El Niño-induced drought is expected to cause 48 billion baht in damage to crop farming, especially rice, between this year and next, dealing a serious blow to Thai agriculture, says farm truck maker Siam Kubota Corporation (SKC).

Damage to paddies is estimated at 38 billion baht.

The company remains optimistic that water scarcity will be short term, from October this year to March 2024, said Phisanu Milintanuch, vice-president and general manager of SKC.

"The agricultural sector is going to face a new challenge after flooding is expected to end later this month," he said.

The Agriculture and Cooperatives Ministry earlier warned that Thailand would be hit by El Niño near the end of this year and advised farmers to grow drought-resistant crops.

SKC expects economic crop farming to decrease by 1.6% this year.

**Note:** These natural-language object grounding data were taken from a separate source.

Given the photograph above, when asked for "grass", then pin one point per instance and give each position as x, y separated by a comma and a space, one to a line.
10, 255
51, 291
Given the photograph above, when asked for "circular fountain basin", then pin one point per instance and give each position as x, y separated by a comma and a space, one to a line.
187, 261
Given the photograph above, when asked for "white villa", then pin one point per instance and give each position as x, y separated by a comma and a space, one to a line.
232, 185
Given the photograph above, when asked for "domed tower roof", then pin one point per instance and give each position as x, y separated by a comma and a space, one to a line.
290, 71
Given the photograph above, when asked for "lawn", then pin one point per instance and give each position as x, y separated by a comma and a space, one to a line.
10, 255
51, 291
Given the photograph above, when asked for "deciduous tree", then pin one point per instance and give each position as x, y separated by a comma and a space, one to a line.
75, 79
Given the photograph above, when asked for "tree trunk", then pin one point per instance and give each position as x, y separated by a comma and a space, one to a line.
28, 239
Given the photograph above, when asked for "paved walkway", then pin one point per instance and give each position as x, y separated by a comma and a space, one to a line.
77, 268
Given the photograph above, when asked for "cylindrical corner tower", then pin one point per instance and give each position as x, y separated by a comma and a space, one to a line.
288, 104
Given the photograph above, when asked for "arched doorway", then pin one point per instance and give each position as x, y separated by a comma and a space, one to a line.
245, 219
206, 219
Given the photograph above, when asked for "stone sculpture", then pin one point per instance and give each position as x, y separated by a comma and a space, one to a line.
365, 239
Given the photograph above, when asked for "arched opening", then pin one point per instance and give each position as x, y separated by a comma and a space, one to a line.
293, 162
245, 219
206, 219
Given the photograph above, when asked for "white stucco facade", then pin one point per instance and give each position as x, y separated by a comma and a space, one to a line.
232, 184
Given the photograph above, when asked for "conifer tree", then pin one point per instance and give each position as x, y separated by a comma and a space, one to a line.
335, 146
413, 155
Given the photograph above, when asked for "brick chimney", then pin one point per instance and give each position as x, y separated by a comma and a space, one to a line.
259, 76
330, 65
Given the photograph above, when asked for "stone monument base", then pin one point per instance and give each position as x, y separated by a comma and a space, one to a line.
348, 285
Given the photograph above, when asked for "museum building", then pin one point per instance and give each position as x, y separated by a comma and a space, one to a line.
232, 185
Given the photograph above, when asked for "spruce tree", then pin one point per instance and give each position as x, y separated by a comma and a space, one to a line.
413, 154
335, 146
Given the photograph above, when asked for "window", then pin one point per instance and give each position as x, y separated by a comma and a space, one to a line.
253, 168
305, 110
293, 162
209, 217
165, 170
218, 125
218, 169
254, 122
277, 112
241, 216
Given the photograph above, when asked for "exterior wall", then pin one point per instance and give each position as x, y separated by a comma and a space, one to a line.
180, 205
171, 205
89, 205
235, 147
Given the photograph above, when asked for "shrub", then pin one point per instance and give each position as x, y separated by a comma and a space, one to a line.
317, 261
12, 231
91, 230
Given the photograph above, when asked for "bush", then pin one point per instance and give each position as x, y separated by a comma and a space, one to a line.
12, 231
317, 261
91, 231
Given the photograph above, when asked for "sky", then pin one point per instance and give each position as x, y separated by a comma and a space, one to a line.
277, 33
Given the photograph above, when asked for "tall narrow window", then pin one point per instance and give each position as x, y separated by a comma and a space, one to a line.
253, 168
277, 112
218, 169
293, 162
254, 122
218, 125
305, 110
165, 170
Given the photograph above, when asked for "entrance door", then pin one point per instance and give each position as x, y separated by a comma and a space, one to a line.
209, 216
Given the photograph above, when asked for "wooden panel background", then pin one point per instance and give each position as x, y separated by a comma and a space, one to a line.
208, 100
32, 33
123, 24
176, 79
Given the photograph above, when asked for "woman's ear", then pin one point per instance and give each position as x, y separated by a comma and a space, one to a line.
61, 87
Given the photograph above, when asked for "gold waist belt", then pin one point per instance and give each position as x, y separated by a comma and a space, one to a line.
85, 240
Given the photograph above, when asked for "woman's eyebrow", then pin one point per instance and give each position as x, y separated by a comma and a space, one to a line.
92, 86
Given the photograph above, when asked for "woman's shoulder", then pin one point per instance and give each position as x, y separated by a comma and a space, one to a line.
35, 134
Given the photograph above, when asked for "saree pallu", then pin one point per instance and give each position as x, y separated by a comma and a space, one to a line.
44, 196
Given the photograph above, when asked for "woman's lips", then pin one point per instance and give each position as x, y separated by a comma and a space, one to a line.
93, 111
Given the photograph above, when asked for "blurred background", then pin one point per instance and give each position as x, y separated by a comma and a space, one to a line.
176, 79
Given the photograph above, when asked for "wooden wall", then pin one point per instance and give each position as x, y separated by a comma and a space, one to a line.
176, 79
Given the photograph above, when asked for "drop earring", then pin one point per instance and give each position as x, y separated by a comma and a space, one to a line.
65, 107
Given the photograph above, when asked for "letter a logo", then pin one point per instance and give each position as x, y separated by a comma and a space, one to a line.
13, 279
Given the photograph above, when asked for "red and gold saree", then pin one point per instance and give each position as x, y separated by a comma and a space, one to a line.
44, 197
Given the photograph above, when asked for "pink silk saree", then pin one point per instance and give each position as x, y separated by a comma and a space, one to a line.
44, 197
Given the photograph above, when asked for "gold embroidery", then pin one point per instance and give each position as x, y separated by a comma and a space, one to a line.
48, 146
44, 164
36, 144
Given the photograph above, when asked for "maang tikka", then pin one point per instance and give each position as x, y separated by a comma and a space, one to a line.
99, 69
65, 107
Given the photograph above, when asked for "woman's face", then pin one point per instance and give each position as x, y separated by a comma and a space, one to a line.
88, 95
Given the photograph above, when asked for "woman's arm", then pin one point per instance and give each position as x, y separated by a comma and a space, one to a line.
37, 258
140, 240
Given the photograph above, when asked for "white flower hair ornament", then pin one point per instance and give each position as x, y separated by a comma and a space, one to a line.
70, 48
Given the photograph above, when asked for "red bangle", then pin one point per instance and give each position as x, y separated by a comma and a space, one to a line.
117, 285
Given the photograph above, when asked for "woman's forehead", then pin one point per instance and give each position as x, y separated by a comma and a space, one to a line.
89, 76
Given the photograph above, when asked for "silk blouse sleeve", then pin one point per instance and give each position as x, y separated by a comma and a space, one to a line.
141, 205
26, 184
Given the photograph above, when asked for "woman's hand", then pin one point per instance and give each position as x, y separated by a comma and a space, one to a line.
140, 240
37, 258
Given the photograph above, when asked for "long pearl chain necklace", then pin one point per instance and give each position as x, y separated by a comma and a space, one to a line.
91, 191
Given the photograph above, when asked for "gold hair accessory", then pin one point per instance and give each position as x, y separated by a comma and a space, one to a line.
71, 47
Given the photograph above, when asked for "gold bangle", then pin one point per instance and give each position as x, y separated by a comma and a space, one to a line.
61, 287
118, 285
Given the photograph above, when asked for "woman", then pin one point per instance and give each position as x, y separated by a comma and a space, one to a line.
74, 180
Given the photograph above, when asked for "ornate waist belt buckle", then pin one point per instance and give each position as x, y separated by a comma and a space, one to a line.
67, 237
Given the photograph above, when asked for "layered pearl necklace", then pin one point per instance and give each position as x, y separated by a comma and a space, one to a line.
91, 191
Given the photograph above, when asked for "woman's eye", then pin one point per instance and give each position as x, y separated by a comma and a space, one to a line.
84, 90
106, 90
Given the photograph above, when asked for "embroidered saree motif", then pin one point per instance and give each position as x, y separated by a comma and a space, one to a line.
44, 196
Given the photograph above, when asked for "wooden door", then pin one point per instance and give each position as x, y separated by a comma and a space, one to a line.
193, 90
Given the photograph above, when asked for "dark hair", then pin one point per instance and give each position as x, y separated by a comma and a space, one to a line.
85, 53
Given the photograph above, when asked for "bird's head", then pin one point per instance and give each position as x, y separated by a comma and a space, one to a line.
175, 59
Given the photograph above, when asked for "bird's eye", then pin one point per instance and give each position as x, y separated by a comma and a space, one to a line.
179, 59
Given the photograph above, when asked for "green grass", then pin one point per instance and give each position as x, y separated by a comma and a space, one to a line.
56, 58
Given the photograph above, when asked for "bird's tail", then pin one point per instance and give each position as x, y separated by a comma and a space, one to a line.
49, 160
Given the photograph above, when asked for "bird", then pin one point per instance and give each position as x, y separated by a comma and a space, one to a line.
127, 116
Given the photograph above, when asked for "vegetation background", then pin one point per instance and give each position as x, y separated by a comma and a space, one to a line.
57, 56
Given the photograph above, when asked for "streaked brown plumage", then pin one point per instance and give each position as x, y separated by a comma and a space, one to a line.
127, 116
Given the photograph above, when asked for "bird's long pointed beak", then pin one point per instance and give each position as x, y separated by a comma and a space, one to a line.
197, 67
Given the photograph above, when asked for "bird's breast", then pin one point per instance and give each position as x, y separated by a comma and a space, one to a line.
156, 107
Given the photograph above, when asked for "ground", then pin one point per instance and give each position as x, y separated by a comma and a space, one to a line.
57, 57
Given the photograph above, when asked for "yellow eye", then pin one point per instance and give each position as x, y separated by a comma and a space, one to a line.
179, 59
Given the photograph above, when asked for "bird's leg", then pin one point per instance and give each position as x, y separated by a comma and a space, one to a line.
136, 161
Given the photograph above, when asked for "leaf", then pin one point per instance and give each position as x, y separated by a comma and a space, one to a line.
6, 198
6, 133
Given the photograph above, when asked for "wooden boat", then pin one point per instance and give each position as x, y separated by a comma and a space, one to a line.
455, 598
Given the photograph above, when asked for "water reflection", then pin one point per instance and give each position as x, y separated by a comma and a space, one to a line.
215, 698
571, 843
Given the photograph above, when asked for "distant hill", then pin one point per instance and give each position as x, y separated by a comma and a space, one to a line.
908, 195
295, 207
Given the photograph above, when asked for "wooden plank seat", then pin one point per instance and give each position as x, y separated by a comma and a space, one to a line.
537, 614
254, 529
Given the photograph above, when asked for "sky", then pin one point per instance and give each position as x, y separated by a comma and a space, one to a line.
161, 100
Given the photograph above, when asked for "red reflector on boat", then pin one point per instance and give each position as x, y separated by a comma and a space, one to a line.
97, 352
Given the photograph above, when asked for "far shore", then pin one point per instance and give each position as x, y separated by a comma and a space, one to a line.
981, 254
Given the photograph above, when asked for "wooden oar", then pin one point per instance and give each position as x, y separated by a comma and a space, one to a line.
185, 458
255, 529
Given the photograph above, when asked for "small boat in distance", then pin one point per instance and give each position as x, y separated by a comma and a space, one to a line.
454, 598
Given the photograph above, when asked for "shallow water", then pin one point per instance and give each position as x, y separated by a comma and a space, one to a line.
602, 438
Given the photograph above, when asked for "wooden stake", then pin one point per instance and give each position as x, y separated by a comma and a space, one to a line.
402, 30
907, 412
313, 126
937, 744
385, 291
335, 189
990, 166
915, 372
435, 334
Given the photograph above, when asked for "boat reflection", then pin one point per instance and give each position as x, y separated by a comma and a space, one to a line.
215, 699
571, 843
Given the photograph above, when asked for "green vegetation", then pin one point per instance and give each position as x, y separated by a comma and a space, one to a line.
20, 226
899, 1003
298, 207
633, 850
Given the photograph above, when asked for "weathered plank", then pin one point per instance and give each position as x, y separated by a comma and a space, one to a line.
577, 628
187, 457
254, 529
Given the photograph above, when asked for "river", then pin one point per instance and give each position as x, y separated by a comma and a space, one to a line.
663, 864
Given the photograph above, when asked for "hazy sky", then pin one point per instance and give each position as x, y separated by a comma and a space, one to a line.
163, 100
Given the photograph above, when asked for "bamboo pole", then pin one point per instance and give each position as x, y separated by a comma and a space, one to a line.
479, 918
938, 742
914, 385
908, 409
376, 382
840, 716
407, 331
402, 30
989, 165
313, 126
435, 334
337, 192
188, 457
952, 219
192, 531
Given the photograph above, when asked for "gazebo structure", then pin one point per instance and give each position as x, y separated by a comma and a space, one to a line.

But the 2023 outlook of the whole agricultural sector remains good, with its growth expected to increase by 1.5-2.5%, thanks to the government's measures to help farmers and ensure their supplies correspond with market demand, said the company.

The country's agricultural machinery market is expected to reach 50 billion baht in value this year, but it is likely to fall next year because of a mix of factors, ranging from El Niño to high household debt and interest rates, all of which will affect people's purchasing power.

SKC plans to increase its sales by letting farmers buy farm equipment more easily, extending the instalment period to eight years, up from 4-5 years normally, said Mr Phisanu.

The company sells tractors, rice harvesters, excavators and drones.

"Drone sales grew by up to 92% this year, compared with excavator sales with 15-16% growth," he said. "Farmers use drones because they reduce working time and can solve labour shortages."

SKC expects its revenue in 2023 to be less than the target of 67 billion baht. Last year, the firm earned 63 billion baht.

"Our total sales have decreased both in Thailand and Asean, especially Laos, Cambodia and Myanmar, because of economic slowdown," said Mr Phisanu.

The firm expects its sales to improve in the last quarter because it is the harvesting season when farmers will receive revenue.

Up to 60% of SKC products are sold domestically, with the remaining 40% exported overseas, including to South America, Central America and Africa. Around half of the exports are sold in Asean.